In your kubernetes.yaml file you will see the leader_lease_duration parameter. It’s the duration for which a leader stays elected. It should be > 30 seconds. A longer lease duration will result in fewer agent requests to the apiserver, but if the leader dies under certain conditions, an event blackout may occur until the lease expires and a new leader is elected.

This feature relies on ConfigMaps, so you will need to grant the dd-agent get, list, delete and create access to the ConfigMap resource.

Gathering Kubernetes events through leader election is disabled by default.
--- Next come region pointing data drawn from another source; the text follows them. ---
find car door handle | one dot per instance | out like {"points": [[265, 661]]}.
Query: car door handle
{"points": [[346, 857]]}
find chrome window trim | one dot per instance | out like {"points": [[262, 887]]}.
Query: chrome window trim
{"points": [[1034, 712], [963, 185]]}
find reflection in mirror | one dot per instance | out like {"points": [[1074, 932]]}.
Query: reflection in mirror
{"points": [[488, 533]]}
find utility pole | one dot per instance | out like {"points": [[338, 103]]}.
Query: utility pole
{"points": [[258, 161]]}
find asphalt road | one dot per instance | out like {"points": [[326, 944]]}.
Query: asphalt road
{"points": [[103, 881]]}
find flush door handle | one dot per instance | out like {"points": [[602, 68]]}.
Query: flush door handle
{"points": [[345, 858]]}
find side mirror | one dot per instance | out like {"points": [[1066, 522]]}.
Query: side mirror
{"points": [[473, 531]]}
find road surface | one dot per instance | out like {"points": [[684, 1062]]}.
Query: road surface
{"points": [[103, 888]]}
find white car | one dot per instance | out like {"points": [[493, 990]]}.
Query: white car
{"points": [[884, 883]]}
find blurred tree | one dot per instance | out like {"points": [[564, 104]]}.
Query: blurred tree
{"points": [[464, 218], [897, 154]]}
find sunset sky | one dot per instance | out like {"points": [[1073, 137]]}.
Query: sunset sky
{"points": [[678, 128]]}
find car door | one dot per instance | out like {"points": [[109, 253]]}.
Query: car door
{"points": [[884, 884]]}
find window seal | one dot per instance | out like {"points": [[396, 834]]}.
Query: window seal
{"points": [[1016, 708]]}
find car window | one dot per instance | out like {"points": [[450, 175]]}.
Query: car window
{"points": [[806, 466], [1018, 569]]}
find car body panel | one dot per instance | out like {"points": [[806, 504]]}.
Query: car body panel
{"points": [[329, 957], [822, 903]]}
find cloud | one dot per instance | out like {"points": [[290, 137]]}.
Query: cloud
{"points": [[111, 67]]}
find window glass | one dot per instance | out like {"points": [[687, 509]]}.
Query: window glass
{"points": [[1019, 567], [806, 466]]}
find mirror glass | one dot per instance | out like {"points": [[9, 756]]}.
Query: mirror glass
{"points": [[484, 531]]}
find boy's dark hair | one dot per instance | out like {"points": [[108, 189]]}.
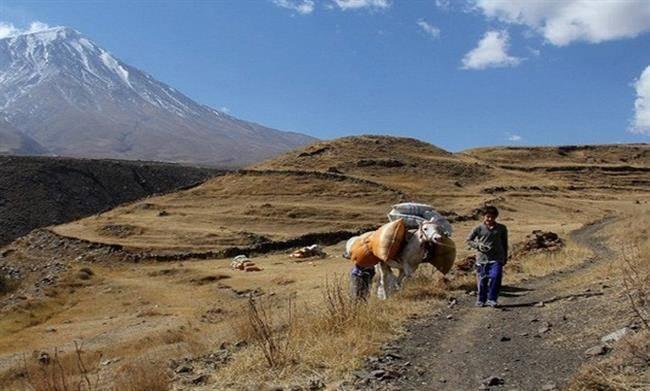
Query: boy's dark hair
{"points": [[491, 210]]}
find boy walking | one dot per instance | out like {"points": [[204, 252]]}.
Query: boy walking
{"points": [[490, 240]]}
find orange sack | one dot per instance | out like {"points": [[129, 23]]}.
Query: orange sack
{"points": [[387, 241], [361, 253]]}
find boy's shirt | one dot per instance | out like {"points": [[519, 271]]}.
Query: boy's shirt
{"points": [[496, 238]]}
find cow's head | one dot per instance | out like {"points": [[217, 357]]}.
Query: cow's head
{"points": [[434, 230]]}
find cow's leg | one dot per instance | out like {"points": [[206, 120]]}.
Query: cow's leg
{"points": [[384, 286], [406, 272]]}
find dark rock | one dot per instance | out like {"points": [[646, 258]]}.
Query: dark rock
{"points": [[597, 350], [184, 368], [378, 373], [200, 379], [493, 381]]}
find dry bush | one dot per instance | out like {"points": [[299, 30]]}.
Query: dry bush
{"points": [[142, 375], [61, 373], [636, 280], [627, 368], [330, 336], [272, 338]]}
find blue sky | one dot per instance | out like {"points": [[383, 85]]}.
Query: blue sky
{"points": [[457, 74]]}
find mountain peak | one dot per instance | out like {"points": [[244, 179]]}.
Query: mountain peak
{"points": [[75, 98], [46, 34]]}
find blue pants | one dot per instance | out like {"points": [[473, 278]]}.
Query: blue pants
{"points": [[488, 280]]}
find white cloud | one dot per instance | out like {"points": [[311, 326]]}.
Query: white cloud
{"points": [[641, 122], [9, 30], [356, 4], [491, 52], [565, 21], [443, 4], [428, 28], [303, 7]]}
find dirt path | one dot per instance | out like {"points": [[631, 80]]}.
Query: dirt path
{"points": [[526, 345]]}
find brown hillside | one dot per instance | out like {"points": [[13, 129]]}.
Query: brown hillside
{"points": [[408, 164], [239, 209], [623, 154], [192, 315]]}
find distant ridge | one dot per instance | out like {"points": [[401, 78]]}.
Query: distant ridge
{"points": [[74, 98]]}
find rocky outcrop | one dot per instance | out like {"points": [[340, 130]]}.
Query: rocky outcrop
{"points": [[41, 191]]}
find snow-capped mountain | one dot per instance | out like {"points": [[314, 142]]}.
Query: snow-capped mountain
{"points": [[74, 98]]}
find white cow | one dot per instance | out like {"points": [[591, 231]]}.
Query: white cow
{"points": [[417, 249]]}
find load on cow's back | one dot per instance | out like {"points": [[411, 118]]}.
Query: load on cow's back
{"points": [[415, 234]]}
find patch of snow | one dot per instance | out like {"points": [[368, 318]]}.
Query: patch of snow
{"points": [[112, 64]]}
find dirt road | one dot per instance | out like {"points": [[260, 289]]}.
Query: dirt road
{"points": [[524, 345]]}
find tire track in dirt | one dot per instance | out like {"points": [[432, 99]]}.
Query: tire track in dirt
{"points": [[525, 344]]}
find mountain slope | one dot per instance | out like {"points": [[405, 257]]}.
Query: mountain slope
{"points": [[76, 99], [13, 142]]}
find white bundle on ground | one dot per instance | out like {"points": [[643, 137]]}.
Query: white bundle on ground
{"points": [[414, 213]]}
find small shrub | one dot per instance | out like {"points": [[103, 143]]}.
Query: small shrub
{"points": [[142, 375], [271, 337], [57, 373]]}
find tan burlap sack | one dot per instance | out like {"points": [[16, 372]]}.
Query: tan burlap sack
{"points": [[444, 255], [387, 241]]}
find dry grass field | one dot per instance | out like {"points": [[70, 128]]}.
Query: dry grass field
{"points": [[192, 323]]}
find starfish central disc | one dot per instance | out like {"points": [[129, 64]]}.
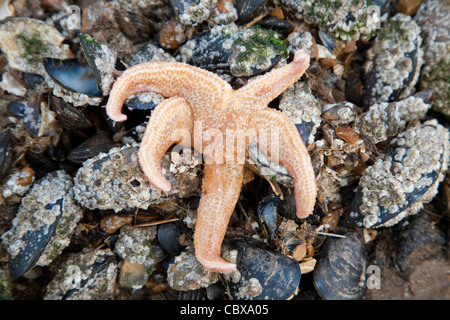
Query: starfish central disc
{"points": [[200, 105]]}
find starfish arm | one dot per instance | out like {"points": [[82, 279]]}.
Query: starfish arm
{"points": [[263, 89], [200, 88], [171, 122], [277, 131], [221, 188]]}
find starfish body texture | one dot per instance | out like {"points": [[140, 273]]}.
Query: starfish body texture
{"points": [[203, 111]]}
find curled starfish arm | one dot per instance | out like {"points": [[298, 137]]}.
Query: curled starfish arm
{"points": [[263, 89], [171, 122], [221, 189], [200, 88], [287, 148]]}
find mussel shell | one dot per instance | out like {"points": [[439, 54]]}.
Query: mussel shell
{"points": [[135, 26], [42, 240], [399, 42], [267, 212], [277, 275], [280, 25], [422, 184], [305, 129], [340, 270], [100, 142], [32, 79], [213, 57], [73, 76], [35, 243], [168, 234], [6, 151], [96, 272], [70, 117], [247, 10]]}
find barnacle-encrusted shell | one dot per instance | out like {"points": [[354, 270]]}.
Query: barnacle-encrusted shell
{"points": [[255, 51], [192, 12], [211, 50], [115, 181], [344, 19], [393, 61], [434, 16], [262, 274], [26, 41], [303, 108], [404, 178], [186, 273], [384, 120], [134, 246], [89, 275], [44, 223], [340, 271]]}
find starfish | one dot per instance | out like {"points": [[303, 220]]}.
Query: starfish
{"points": [[201, 105]]}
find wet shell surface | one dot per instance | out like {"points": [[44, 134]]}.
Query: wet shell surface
{"points": [[26, 41], [45, 221], [393, 61], [340, 270], [89, 275], [263, 274], [186, 273], [344, 19], [134, 246], [433, 17], [115, 181], [404, 178]]}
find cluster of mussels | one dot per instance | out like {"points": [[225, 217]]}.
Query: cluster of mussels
{"points": [[78, 219]]}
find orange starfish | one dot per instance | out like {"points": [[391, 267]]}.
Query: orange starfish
{"points": [[200, 106]]}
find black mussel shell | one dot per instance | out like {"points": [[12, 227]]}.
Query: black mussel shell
{"points": [[168, 234], [247, 10], [280, 25], [68, 116], [6, 151], [213, 57], [32, 80], [341, 267], [418, 158], [100, 142], [135, 26], [35, 243], [273, 276], [267, 212], [73, 76]]}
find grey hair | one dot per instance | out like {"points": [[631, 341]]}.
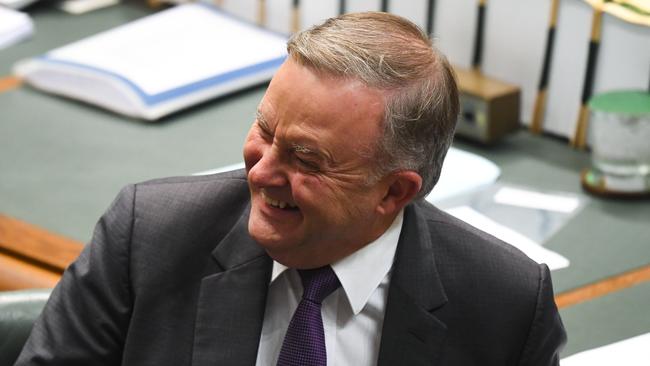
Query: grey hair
{"points": [[390, 53]]}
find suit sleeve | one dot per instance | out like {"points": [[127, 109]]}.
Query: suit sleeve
{"points": [[87, 315], [546, 336]]}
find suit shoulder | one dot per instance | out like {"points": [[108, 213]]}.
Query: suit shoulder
{"points": [[465, 254]]}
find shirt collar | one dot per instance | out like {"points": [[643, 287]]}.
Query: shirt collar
{"points": [[361, 272]]}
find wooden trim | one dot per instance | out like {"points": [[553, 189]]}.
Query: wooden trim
{"points": [[604, 287], [16, 274], [10, 82], [30, 243]]}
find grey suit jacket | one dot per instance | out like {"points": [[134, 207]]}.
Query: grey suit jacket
{"points": [[171, 277]]}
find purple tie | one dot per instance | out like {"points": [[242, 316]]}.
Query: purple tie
{"points": [[304, 343]]}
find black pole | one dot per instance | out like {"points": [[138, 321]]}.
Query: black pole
{"points": [[478, 38], [430, 13]]}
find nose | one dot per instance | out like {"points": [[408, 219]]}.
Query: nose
{"points": [[268, 170]]}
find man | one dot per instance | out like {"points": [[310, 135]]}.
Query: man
{"points": [[349, 137]]}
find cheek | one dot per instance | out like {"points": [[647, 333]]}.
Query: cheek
{"points": [[253, 152]]}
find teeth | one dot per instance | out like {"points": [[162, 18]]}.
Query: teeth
{"points": [[276, 203]]}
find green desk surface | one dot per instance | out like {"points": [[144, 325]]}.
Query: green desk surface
{"points": [[608, 319], [62, 162]]}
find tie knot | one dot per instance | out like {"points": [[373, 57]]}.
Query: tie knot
{"points": [[318, 283]]}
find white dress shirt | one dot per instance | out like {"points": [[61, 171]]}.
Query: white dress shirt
{"points": [[353, 315]]}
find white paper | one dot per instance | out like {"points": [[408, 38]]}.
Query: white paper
{"points": [[532, 249], [176, 47], [84, 6], [537, 200], [14, 27], [634, 351], [463, 172]]}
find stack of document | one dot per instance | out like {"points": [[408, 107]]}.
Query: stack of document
{"points": [[160, 64], [14, 27]]}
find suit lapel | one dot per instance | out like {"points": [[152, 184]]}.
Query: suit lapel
{"points": [[411, 334], [231, 302]]}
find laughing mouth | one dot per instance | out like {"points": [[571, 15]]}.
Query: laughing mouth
{"points": [[277, 203]]}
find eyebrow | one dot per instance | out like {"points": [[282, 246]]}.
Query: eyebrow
{"points": [[261, 121]]}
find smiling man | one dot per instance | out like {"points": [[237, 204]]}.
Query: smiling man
{"points": [[322, 251]]}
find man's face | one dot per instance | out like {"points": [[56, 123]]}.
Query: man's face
{"points": [[308, 157]]}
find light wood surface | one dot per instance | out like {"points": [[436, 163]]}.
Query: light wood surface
{"points": [[604, 287], [48, 249]]}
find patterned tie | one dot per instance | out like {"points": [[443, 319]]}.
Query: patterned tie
{"points": [[304, 343]]}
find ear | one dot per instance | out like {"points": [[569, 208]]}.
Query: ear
{"points": [[403, 186]]}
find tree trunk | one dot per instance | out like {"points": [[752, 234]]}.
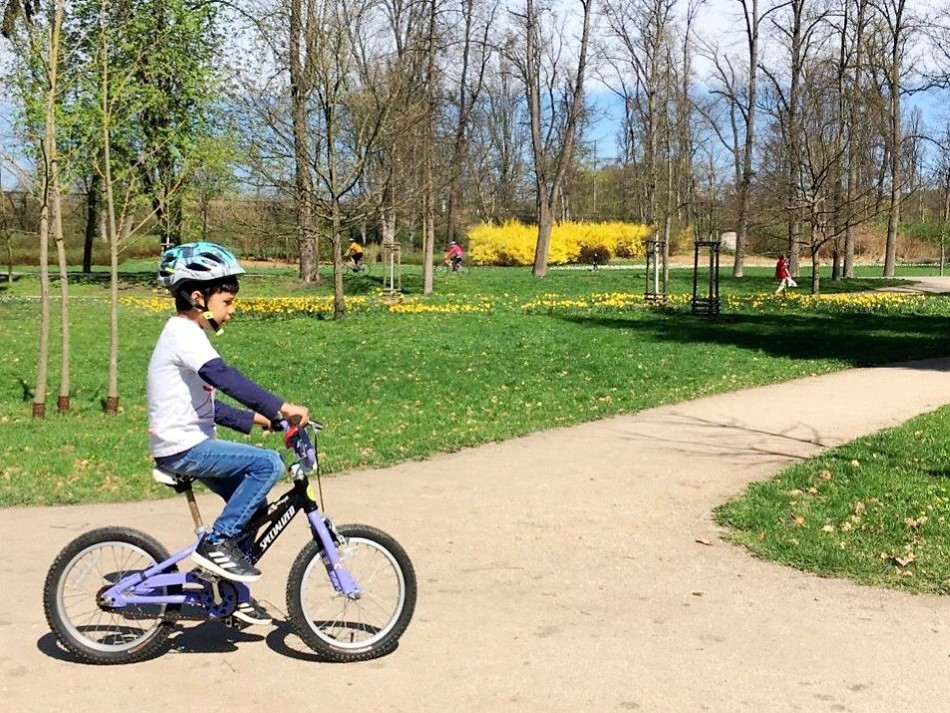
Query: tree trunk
{"points": [[109, 225], [92, 222], [306, 244], [62, 403]]}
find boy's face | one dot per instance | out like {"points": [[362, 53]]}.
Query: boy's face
{"points": [[221, 306]]}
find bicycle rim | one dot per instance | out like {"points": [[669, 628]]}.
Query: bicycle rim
{"points": [[355, 625], [88, 573]]}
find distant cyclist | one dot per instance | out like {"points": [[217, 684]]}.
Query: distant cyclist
{"points": [[184, 373], [354, 253], [454, 255]]}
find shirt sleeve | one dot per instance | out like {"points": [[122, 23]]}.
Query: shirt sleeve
{"points": [[234, 418], [240, 388]]}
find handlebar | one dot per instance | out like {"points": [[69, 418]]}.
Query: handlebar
{"points": [[298, 439]]}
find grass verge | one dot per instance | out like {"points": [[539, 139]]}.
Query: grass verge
{"points": [[875, 510]]}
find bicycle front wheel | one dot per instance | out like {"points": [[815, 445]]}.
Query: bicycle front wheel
{"points": [[342, 629], [85, 568]]}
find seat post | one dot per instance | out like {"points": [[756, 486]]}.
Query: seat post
{"points": [[193, 507]]}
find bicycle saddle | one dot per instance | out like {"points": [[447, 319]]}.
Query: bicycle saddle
{"points": [[180, 483]]}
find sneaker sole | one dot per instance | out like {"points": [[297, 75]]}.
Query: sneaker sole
{"points": [[221, 572], [249, 619]]}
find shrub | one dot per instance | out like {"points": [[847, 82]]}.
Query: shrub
{"points": [[513, 243]]}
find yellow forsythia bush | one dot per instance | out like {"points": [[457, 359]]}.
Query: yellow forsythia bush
{"points": [[513, 242]]}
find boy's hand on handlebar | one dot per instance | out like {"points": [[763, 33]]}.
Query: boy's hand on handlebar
{"points": [[265, 423], [289, 411]]}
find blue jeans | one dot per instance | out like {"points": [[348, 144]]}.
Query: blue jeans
{"points": [[239, 473]]}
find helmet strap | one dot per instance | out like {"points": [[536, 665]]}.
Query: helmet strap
{"points": [[205, 312]]}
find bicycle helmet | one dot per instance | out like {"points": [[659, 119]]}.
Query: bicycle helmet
{"points": [[196, 262]]}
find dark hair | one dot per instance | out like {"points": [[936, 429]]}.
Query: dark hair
{"points": [[212, 287]]}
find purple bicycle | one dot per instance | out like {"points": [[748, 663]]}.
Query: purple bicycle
{"points": [[114, 595]]}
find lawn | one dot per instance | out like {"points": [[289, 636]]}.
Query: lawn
{"points": [[489, 357]]}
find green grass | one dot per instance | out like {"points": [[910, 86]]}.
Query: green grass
{"points": [[875, 510], [392, 387]]}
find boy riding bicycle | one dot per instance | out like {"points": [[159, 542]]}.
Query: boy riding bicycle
{"points": [[183, 374]]}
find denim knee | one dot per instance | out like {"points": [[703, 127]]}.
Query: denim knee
{"points": [[277, 465]]}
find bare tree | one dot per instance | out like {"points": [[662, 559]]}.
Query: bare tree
{"points": [[41, 48], [896, 27], [299, 54], [555, 102]]}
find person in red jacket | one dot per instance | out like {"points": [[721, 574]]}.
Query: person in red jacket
{"points": [[782, 274], [454, 255]]}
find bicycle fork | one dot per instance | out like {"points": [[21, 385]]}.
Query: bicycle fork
{"points": [[340, 577]]}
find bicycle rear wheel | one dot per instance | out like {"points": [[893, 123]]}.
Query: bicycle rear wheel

To enable leader election you need to:

  1. Set the variable leader_candidate to true in your kubernetes.yaml file.

  2. Use these Kubernetes RBAC entities for your dd-agent to properly configure the previous permissions.

  3. Create the ClusterRole, ServiceAccount, and ClusterRoleBinding:

    kubectl create -f epoch-dd-agent-serviceaccount.yaml

    Also, you will need to give your cloud user account explicit permission to create Roles and RoleBindings, by giving yourself the cluster-admin role. For example, in GCP, one can do

    $ ACCOUNT=$(gcloud info --format='value(config.account)') $ kubectl create clusterrolebinding owner-cluster-admin-binding --clusterrole cluster-admin --user $ACCOUNT

    Without this, creating Roles/ClusterRoles/RoleBindings/ClusterRoleBindings may give you errors.

  4. Update the Epoch collector daemonset config with the following settings and reload the daemonset.

          env:
            - name: KUBERNETES_LEADER_CANDIDATE
              value: "true"
    

At this time, we can collect the following Kubernetes events:

Backoff
Conflict
Delete
DeletingAllPods
Didn’t have enough resource
Error
Failed
FailedCreate
FailedDelete
FailedMount
FailedSync
Failedvalidation
FreeDiskSpaceFailed
HostPortConflict
InsufficientFreeCPU
InsufficientFreeMemory
InvalidDiskCapacity
Killing
KubeletsetupFailed
NodeNotReady
NodeoutofDisk
OutofDisk
Rebooted
TerminatedAllPods
Unable
Unhealthy